The day before, we had climbed Coyote Mountain as a warm up. An entry in its register had given me a chuckle. Fed up with climbers boasting about the speed of the ascent and how many bighorn they had spotted, one writer had written something like, "Made the climb in 23 minutes and saw 2,741 bighorn." At about the 2500 foot level, we met a backpacker descending. He had climbed Villager but had backed off Rabbit because the "terrain was so rough." Actually it's not rough at all. There's a use trail the entire way. It's just a LONG, LONG way with a lot of elevation gain and loss between Rabbit and Villager.
At about 4800 feet, we met the speedy couple coming down. "Wow," I enthused, "I'm really impressed."
"Don't be," the man responded. "We decided not to do Rabbit."
Shortly thereafter, as we hiked the ridge which dropped away sharply on each side, a formation of cormorants flew directly overhead. I took it as a good sign.
When we reached the summit of Villager, we found comfortable camping among the pinion pines complete with attractive views of the Salton Sea. The trek from Villager to Rabbit and back took us longer than the DPS estimate of 6 hours. But when we crawled into our bivy sacks that night, we smiled with the knowledge that many parties had signed the register on Villager that month, but only two had made it to Rabbit.
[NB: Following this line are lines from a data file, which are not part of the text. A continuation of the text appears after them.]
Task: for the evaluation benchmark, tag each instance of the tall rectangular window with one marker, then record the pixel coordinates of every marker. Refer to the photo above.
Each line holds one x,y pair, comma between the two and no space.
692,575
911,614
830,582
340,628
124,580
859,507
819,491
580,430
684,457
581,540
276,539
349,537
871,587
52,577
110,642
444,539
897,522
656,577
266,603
On the way down we picked up the first of the two liters of water that we had stashed on the ascent but were unable to locate the second liter. Apparently there are multiple use trails; we were on a different trail than on the way up. The errant bottle was left about 2000' from the desert floor at a place where the trail passes between two large rocks. I remember a blooming ocotillo to the west of the trail. If you find the bottle, enjoy. It's behind the eastmost rock. We also found a pair of men's blue jeans, but alas, no cowpoke in just his skivvies! We packed them out.
Back on the desert floor we enjoyed the next day hiking between several palm oases. Each could be reached by car, but it was much more enjoyable to hike across the open desert. The geology was fantastic, and it felt both scary and good to drop out of sight of notable landmarks and be totally surrounded by similar-looking low brown hills. We also visited the "Pumpkin Patch" an interesting geologic area with weathered-out concretions which resemble the Halloween vegetable.
Whale Peak, which we climbed on December 29, is far more interesting, albeit easier than Rabbit. The jumble of rocks and mature trees and yucca afford enjoyable terrain and exploring. Some of the native junipers touted sprigs of mistletoe in their branches. Since it was the Christmas season, I made good use of the parasite. A 4WD vehicle is needed to get to the trailhead off the Pinyon Mountain Road as described in Afoot and Afield in San Diego County.
Be sure to stop by Carrizo Bikes in Borrego Springs and talk to owner Dan Cain. He has done some extreme "hiking" and also sells local topographic maps. We originally went there since the Park Visitor Center doesn't sell topo maps! Go figure.
And, yes, for those of you who saw our slides at the PCS Christmas party, we found 6 balloons.